Behçet Necatigil Şiir Ödülü jürisinin, başka jürilerden farklı bir özelliği vardır. Bütün üyeler Hoca'nın dostlarıdır. Adalet Ağaoğlu, Fethi Naci, Tahsin Yücel, Hilmi Yavuz, Cevat Çapan, Füsun Akatlı ve ben. Aileyle birlikte bir şiir şölenine dönüşür bu toplantılar. Herkes Hoca'dan ezbere şiirler okur, onun ince şakaları taklit edilerek anlatılır. Ödülün bir geleneği vardır. Ödülü kazanan belli olunca, sıcağı sıcağına şair çağrılır, yemeğe o da şiirleriyle katılır.  Öyle oldu gene. Hakan Savlı, telefonda müjdeyi aldı ve ta Acıbadem'den kalkıp geldi. 

Gecenin esprisi Tahsin Yücel'den. Gazi Erçel, Türk parasını dolara çevirme durumu konusunda açıklama yaparken, "Bir rastlantı" demiş. Tahsin Yücel diyor ki: "Düşünsenize adam Türkçe konuşuyor, tesadüf yerine rastlantı, diyor." En azından bir kelimeyle Tahsin Yücel'in önünde aklandı Gazi Erçel. 

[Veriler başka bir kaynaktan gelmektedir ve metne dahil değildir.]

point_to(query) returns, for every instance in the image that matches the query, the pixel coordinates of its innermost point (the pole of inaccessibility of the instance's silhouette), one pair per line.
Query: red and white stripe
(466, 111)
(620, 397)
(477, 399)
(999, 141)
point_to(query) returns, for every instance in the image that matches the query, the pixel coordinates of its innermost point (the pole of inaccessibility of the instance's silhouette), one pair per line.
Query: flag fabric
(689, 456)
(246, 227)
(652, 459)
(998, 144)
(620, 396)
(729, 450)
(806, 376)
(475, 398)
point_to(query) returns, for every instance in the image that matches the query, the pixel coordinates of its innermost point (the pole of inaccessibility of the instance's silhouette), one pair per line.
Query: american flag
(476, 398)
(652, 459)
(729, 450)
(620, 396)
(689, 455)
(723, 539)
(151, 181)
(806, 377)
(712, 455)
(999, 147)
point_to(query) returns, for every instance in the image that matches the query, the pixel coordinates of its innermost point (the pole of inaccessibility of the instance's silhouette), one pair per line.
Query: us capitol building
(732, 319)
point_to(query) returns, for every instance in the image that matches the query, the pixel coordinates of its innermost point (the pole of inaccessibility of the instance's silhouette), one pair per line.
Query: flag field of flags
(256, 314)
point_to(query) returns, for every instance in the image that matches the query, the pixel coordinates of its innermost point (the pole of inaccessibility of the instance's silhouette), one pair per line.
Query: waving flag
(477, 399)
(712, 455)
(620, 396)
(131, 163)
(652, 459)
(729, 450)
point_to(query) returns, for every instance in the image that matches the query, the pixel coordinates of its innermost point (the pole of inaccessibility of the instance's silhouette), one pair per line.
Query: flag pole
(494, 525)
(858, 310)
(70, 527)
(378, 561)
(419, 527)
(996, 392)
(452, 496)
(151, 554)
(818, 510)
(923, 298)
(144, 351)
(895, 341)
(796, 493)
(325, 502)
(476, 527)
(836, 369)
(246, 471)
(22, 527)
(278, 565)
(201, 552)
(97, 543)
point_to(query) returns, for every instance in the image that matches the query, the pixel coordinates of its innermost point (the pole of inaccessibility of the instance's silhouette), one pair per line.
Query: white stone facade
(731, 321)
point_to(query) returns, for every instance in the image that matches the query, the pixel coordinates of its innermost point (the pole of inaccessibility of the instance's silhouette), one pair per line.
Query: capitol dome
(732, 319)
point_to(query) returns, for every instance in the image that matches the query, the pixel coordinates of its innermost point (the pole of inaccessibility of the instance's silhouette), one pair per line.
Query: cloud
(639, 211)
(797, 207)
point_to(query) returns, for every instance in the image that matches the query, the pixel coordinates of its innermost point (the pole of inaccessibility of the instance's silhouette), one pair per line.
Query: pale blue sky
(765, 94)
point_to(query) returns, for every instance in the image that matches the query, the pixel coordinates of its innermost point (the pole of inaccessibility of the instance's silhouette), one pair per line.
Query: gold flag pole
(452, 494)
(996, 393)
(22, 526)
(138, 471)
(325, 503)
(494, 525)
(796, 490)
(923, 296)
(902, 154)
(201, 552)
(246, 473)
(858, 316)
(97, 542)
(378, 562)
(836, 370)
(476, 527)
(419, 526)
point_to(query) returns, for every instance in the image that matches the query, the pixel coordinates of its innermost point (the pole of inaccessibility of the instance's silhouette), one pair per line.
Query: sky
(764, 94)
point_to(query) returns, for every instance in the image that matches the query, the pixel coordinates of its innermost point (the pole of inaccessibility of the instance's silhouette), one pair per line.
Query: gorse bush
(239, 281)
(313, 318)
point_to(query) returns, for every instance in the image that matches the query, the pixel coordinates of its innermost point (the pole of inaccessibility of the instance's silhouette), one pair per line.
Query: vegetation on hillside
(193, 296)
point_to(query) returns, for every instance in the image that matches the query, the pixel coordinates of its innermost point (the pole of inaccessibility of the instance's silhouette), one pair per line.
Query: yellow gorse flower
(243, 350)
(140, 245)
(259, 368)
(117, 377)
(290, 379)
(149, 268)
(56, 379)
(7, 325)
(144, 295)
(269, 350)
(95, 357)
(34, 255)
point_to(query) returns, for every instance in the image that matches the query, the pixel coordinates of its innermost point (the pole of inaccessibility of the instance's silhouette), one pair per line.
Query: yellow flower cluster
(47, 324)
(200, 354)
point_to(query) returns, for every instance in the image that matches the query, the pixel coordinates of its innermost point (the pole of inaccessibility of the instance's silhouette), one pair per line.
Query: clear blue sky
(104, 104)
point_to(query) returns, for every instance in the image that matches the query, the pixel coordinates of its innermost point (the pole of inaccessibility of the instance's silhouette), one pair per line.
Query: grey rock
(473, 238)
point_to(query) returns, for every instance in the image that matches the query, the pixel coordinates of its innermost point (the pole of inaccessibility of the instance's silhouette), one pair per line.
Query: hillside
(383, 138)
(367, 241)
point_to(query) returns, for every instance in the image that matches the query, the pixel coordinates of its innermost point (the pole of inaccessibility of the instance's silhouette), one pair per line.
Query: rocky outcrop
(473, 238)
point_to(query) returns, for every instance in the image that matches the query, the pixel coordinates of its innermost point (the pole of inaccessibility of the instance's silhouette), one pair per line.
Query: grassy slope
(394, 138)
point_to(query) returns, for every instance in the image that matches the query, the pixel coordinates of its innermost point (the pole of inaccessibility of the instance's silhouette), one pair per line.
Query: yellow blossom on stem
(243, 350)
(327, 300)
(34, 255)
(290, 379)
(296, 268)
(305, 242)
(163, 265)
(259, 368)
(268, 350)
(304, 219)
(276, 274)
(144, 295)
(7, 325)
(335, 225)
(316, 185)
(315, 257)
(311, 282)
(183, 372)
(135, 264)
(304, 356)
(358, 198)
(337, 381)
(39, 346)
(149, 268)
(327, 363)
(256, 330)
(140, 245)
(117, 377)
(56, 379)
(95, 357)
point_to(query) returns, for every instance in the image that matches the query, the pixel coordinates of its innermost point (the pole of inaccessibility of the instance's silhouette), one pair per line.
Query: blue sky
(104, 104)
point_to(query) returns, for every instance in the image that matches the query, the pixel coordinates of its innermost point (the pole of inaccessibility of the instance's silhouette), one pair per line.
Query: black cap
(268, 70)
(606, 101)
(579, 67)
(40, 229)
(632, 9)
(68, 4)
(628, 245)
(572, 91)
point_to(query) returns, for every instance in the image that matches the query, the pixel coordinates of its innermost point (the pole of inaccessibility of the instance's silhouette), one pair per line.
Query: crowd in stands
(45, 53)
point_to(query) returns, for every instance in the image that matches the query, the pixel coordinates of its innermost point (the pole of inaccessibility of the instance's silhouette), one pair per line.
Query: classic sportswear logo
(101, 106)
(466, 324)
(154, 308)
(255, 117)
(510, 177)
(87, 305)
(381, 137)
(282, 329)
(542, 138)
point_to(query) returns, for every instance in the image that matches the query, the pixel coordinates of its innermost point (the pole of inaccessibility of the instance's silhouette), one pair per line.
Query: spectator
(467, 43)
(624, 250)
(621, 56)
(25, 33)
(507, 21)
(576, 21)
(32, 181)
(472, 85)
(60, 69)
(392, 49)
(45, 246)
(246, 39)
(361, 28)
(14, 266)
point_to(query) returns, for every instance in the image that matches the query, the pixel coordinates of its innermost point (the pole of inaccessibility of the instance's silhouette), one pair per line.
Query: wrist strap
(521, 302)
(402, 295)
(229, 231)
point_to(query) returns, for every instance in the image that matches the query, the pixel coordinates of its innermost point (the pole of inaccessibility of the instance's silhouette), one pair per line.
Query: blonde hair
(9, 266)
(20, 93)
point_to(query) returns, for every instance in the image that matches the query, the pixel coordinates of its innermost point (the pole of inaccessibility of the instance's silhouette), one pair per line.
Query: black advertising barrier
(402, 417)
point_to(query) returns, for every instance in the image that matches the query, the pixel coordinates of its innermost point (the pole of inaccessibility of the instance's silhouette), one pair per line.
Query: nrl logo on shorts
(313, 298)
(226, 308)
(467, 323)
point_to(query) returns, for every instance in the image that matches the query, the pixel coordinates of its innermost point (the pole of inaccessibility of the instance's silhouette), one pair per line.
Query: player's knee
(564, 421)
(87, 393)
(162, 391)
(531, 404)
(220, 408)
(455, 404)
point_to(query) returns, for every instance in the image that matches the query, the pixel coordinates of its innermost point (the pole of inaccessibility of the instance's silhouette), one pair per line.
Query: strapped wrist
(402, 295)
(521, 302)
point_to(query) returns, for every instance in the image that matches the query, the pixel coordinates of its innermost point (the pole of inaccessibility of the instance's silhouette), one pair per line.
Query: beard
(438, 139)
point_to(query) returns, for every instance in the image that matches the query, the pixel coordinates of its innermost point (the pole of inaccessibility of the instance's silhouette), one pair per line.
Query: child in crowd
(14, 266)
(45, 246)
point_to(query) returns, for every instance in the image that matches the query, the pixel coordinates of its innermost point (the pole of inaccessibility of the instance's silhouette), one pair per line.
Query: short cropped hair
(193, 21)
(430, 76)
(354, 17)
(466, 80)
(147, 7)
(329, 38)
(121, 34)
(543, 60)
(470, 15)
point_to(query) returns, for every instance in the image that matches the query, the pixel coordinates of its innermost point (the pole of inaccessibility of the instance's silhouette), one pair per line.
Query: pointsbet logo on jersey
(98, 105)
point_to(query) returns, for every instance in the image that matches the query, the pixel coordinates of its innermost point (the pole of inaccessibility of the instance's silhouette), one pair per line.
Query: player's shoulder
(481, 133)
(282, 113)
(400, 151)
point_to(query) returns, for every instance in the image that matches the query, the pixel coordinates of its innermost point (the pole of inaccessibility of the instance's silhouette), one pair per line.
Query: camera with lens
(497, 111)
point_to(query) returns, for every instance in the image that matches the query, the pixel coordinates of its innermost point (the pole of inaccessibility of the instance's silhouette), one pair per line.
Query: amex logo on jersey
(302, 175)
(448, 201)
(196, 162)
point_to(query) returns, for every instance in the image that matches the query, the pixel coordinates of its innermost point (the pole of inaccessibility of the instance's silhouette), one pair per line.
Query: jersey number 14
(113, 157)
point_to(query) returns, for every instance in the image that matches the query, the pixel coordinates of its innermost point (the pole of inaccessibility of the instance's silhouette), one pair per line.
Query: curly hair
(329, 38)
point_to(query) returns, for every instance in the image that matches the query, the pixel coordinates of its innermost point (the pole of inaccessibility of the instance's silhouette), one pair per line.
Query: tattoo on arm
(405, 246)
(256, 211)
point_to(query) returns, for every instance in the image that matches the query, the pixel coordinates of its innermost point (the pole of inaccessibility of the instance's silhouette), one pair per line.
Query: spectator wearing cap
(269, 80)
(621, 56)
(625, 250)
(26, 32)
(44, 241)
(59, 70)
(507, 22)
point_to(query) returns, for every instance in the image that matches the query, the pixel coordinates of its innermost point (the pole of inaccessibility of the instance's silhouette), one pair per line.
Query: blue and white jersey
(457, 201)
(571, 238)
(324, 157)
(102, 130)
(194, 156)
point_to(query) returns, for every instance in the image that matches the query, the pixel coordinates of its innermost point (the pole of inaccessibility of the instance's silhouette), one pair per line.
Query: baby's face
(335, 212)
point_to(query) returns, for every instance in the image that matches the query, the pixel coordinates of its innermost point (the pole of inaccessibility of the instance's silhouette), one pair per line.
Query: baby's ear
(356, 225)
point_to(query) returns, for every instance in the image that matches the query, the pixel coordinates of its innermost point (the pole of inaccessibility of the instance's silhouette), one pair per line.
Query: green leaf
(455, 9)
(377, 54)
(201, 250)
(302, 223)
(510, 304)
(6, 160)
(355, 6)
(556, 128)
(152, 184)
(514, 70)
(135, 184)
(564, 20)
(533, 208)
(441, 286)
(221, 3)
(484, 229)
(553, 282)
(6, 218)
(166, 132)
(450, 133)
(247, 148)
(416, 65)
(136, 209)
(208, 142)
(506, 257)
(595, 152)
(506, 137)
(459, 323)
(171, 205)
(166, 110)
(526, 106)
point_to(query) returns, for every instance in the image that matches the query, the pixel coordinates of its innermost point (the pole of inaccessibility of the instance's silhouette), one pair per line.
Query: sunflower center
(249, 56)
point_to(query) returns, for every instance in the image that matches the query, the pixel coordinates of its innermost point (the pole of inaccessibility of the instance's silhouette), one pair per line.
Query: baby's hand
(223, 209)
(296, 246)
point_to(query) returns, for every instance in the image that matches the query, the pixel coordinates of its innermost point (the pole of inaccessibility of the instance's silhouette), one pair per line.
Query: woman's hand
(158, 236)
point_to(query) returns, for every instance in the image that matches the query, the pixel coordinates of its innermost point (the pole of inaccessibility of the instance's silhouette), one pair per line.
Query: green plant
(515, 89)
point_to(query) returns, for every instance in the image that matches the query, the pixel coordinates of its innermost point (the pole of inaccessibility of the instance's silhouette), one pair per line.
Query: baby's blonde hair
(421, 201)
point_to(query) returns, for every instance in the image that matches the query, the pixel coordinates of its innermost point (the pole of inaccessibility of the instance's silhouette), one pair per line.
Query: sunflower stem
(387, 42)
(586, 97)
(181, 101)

Hakan Savlı'nın şiirini bir usta şair, Ülkü Tamer tek cümlede özetlemiş: "Oturmuş, kendi sesini bulmuş, yalınlığa ulaşmış bir şair Savlı." Karaoke şiirinden birkaç dizeyi buraya aktarırsam, şiir sevenler onun yazdıkları üzerine ilk bilgiyi edinmiş alacaklardır: "Aklımda eski bir İskenderun akşamı, yalnız ben miyim anımsayan / Denize doğru inerdik / Deli Nuri, Sulu ve ben -Sulu'nun hep burnu akar-, / dalgacıklar mağaralara doğru sokulurdu, devrim şarkıları / söylediğimiz yaşlı mağaralara. / Kalbimizden geçerdi portakal renkli bir jaguar / Kızlar okula gelirdi bileklerinde / ipe dizili portakal çiçekleri, sonyazın / ılık çöpçüleri kimdi?"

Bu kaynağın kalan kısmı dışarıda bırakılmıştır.